In a two-year field test, scientists from the Hohenstein Institute in Bönnigheim, Germany have shown that a new type of mattress is effective at reducing dust mite allergens. The new mattress, named Wellmed, was developed by the institute and bedding retailer Gailing, based in Ludwigsburg, Germany.
In the study, 20 people who suffer from dust mite allergies were given a Wellmed mattress. Half of the mattresses were heated to 130 degrees Fahrenheit (55 degrees Celsius) three times a week using integrated textile heating elements. The control group received the same type of mattress, but without the integrated heating elements.
Over the following months, a research team lead by Prof. Dr. Dirk Höfer measured the amount of allergenic dust mite feces several times for both groups. Previous laboratory testing had shown that periodic heat treatment successfully prevented dust mites from becoming established. This study achieved the same results under normal, in-home conditions.

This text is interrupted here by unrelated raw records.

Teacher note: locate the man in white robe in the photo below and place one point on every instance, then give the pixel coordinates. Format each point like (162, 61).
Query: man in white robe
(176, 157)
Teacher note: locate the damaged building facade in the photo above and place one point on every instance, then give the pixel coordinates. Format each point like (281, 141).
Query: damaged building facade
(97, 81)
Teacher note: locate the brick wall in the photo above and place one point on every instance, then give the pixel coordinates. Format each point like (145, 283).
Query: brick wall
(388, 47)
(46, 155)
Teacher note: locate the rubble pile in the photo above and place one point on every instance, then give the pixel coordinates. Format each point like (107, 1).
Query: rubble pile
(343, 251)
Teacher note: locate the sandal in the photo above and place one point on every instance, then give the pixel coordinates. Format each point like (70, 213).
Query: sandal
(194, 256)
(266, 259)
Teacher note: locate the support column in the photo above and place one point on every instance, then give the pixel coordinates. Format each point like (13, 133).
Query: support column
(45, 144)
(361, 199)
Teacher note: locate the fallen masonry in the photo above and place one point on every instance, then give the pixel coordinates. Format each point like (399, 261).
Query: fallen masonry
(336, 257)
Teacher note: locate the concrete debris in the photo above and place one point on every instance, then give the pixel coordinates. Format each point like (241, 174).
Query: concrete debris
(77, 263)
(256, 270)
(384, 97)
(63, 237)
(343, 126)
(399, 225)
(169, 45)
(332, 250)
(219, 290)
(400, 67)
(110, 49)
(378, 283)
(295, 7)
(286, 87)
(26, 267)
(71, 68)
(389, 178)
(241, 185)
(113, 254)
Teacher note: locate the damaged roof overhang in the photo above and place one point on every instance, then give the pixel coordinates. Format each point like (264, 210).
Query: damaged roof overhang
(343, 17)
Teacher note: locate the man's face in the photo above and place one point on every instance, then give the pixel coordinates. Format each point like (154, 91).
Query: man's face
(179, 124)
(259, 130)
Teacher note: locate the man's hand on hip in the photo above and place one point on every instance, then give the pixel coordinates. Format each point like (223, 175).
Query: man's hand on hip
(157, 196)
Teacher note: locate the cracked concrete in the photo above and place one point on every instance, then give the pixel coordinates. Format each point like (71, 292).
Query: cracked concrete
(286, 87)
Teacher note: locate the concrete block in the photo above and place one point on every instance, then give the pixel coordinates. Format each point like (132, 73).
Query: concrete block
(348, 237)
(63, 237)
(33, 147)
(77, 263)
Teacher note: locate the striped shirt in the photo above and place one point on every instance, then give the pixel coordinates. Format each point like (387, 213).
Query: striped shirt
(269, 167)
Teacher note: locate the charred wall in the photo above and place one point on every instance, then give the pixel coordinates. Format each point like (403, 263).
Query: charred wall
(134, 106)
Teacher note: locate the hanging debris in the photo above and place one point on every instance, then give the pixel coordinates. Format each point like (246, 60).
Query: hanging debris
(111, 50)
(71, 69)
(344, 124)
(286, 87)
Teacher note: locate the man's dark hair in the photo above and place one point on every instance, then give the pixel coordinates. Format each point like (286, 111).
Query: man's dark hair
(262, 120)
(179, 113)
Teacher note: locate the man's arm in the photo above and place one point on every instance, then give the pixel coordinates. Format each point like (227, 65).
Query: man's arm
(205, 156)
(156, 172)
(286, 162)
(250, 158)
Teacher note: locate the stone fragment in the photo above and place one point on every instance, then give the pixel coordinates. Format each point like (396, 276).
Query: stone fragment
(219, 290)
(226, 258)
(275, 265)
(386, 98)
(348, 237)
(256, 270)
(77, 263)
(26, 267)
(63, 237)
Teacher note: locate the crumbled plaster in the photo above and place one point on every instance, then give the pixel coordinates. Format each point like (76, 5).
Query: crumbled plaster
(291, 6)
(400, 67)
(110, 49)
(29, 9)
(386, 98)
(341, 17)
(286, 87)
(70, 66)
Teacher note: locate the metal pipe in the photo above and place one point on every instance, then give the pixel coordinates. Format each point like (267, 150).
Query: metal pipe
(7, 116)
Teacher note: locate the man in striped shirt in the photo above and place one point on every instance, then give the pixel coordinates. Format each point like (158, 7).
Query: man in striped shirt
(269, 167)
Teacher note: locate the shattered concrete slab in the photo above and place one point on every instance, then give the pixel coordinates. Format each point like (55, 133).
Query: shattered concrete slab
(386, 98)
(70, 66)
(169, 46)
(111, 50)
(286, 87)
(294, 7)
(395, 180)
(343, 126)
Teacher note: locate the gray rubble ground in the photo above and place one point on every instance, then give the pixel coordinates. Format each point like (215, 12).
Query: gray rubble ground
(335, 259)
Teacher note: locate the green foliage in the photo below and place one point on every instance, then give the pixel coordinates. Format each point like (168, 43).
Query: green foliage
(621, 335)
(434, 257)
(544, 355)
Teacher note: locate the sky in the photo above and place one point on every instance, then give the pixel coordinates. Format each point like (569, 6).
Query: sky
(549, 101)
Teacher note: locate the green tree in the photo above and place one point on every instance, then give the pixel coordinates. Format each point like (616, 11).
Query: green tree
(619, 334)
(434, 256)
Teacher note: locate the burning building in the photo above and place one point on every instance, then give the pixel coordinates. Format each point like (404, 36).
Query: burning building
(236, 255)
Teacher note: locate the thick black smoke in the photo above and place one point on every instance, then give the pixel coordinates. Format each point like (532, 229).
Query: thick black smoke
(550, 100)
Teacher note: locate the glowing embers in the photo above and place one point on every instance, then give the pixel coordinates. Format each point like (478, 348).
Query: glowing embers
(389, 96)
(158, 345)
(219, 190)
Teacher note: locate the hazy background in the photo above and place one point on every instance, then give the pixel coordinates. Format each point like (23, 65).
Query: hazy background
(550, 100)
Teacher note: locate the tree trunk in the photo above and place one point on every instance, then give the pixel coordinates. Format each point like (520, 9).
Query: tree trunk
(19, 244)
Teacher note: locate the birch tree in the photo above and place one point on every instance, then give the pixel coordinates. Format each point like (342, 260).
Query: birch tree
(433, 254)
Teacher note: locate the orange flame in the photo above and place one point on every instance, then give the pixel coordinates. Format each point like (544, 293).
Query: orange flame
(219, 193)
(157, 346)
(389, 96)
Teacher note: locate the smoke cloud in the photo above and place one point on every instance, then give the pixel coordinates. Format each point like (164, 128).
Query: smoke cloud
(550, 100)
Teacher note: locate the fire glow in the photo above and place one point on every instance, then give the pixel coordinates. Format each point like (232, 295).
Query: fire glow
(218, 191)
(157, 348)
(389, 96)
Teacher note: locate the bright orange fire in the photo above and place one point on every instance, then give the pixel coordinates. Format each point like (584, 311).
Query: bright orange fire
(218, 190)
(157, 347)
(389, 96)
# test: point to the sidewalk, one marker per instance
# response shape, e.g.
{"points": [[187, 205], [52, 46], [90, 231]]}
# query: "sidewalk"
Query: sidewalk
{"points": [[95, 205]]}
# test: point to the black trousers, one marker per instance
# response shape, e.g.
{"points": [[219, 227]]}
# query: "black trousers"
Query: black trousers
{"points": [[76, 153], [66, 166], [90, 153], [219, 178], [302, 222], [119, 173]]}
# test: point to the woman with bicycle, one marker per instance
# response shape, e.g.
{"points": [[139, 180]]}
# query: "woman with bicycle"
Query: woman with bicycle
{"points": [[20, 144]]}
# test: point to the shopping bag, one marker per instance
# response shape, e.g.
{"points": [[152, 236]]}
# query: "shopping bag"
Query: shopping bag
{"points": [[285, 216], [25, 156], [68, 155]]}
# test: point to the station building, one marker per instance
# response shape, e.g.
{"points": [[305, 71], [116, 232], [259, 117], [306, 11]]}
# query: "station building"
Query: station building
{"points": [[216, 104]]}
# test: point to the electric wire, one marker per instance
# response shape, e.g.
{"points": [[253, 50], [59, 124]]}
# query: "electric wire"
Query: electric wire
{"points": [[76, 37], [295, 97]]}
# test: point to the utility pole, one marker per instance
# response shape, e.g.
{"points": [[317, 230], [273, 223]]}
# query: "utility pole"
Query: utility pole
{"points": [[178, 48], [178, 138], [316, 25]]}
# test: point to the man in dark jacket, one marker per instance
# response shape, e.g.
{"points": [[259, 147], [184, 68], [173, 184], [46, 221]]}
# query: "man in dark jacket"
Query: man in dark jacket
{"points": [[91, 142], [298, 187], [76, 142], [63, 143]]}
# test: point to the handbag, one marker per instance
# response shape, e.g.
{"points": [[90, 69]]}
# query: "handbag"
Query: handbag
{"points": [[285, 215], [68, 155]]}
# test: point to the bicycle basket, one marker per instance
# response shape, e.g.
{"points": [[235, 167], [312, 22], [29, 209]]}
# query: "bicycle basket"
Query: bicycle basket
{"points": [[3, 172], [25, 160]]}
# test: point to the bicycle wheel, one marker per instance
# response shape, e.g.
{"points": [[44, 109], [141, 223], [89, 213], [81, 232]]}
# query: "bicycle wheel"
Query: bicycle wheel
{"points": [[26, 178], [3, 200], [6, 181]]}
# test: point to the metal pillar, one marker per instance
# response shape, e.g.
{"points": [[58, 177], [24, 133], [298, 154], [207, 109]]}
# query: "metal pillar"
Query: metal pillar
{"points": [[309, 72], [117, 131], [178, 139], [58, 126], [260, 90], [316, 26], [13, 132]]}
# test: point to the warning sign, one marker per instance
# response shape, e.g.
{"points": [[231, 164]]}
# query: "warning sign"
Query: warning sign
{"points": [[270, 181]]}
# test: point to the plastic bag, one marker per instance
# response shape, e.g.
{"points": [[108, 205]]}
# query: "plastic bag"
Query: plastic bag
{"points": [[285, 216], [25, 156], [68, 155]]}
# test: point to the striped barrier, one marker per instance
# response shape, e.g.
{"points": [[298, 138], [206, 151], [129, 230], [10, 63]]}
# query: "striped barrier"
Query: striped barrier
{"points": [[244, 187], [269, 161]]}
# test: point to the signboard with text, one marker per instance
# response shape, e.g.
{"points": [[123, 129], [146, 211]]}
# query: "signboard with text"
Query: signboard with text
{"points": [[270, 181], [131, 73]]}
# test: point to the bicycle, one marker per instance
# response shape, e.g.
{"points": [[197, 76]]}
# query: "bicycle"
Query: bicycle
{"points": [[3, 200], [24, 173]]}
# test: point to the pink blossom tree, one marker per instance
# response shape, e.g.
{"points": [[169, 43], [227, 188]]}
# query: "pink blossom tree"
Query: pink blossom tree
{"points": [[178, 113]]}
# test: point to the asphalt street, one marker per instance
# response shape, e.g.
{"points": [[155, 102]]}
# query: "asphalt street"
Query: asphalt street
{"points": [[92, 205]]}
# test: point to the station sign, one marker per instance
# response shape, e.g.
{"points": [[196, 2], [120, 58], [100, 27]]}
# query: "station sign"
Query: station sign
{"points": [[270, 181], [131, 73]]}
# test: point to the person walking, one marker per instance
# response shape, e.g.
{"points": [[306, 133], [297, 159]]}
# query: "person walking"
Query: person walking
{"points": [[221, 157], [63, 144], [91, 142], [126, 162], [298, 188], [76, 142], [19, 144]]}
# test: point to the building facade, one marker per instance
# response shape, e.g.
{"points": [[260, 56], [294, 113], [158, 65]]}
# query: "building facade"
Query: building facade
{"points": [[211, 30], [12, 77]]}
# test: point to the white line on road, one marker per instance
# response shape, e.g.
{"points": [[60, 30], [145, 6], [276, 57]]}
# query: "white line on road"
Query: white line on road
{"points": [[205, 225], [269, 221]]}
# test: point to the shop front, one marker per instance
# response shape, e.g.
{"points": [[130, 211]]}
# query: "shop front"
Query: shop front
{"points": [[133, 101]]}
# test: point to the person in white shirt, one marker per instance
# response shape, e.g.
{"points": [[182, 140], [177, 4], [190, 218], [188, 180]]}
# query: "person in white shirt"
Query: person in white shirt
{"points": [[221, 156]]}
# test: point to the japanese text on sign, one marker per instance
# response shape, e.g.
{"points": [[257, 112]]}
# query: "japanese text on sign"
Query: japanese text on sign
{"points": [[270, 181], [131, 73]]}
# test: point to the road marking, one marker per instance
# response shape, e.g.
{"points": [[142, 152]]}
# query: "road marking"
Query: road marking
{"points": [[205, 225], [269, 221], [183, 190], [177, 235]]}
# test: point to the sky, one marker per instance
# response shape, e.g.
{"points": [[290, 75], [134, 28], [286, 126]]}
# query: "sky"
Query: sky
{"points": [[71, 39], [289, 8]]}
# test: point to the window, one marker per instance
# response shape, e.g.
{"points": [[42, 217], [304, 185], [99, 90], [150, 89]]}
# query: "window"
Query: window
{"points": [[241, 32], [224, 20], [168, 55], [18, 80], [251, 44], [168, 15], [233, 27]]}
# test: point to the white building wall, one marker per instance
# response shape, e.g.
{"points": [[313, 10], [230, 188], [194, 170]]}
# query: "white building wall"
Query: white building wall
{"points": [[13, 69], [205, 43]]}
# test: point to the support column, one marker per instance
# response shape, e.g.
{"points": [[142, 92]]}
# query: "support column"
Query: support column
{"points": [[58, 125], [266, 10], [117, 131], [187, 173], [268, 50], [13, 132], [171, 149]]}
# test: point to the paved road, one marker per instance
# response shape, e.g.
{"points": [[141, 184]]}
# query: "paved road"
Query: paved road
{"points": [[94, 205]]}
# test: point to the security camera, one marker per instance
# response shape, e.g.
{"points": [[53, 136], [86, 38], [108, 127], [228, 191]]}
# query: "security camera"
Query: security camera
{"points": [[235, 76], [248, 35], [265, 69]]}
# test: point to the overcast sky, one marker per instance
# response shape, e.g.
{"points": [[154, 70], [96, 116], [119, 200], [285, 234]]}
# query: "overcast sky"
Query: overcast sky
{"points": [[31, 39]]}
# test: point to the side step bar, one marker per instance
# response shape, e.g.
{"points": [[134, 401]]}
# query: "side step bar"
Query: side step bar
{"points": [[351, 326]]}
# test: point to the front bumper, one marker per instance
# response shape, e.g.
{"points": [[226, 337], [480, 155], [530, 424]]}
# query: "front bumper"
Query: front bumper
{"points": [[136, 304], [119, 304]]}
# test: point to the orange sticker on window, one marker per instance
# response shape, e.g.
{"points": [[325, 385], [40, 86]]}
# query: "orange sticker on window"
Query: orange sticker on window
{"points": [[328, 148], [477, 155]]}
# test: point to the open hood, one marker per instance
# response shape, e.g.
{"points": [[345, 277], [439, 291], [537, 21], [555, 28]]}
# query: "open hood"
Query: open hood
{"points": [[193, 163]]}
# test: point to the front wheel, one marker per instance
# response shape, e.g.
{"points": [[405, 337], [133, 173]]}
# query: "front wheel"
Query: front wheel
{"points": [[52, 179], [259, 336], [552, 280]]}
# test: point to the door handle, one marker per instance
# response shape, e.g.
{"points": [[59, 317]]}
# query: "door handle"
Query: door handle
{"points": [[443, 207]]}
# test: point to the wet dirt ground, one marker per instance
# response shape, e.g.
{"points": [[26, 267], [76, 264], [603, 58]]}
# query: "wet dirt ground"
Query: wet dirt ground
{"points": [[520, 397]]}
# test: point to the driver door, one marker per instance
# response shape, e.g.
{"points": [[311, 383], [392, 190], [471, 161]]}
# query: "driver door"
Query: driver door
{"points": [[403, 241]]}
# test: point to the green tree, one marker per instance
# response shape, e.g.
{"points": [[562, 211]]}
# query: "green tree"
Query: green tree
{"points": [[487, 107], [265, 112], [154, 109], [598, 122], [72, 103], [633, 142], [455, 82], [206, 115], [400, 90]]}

After six months of use, the periodically heat-treated Wellmed mattresses showed only minimal traces of dust mite feces while the level in the control mattresses steadily accumulated. After 18 months there were 17 times more allergens in the control group mattresses than in the heat-treated group. When the study concluded after 24 months, that number had risen to 28 times.
The final analysis showed that the number of dust mite allergens in the periodically heat-treated mattresses had increased only marginally during the study period, remaining below the threshold that causes allergic reactions. Participants in the treatment group also showed reductions in their self-reported allergy problems.
The expected average useful life of the mattress is 10 years.